有原兄妹、別所兄妹、千倉兄妹、土橋兄妹(作中で土橋兄は登場しない)など、作品には兄妹が多く登場し、江ノ本にも姉がいるなど男子組も含め兄弟率がかなり高い。

作者によると、これは初期設定でボツとなってしまった兄妹モノを考えていた頃の名残である。
相変わらず兄妹にこだわっていた作者に、担当が「オムニバスをやろう!」を提案したところ、お互いのやりたかった事を合わせて『初恋限定。』が生まれたという背景がある。

ちなみに、当初はあゆみがメインで主人公は有二という家庭内ラブコメをやりたかったと語っており、作者にとって心の主人公は有原兄妹と強く思っている。

実は大出世キャラクターだった楠田悦

江ノ本慧の初期設定では「美人が、お世辞にもカッコイイとは言えない少年に恋する話」として構想が出来ていたものの、初期の段階で楠田と江ノ本の恋は考えていなかった。

楠田自体は2話というかなり早い段階から登場しており、作品の中心的存在として最後までストーリーを引っ張る重要なポジションを担うが、作者自身当初はここまで重要なキャラクターになるとは思っていなかったため「ヒッドイ顔に描きすぎちゃったなあーと反省してます」と反省の弁を述べている。

構想段階で作者から雑な扱いを受けていた楠田がいつしか作品の中心人物となり、しかもクラス一の美少女である江ノ本慧と恋仲になるのはある意味では「大出世」であり、作者も大人になった楠田を描く時は身長も髪も伸びた、ちょっと目つきの悪い好青年に描くと誓っていると語るなど作者の中でも大きな存在となっている。

あゆみと衛が登場?『秋色妄想日和』

『いちご100%』の連載終了後、2007年10月に『初恋限定。
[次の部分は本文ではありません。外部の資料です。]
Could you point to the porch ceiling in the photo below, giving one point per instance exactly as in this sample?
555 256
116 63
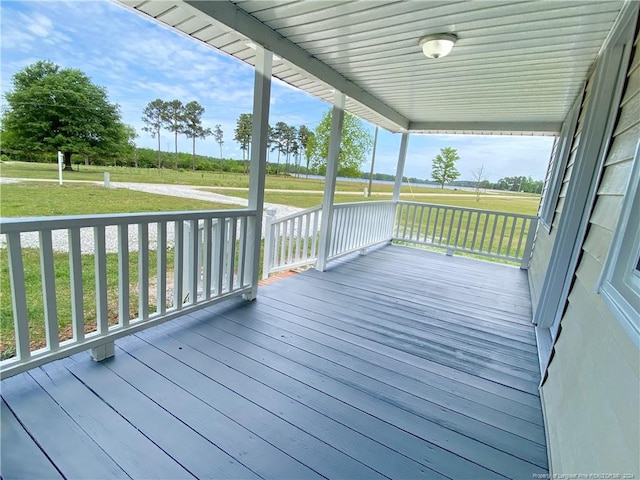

』の連載が始まるまで作者の河下水希は読み切り作品を何作か発表しており、その中の一つである『秋色妄想日和』にはあゆみに似た「亜季」と、衛に似た「朝田」が登場する。

二人とも容姿が似ているだけでなく、何かがあれば兄に強烈な蹴りを決めるあゆみのキック力や、衛の美術部設定など『初恋限定。』に受け継がれている部分も多い。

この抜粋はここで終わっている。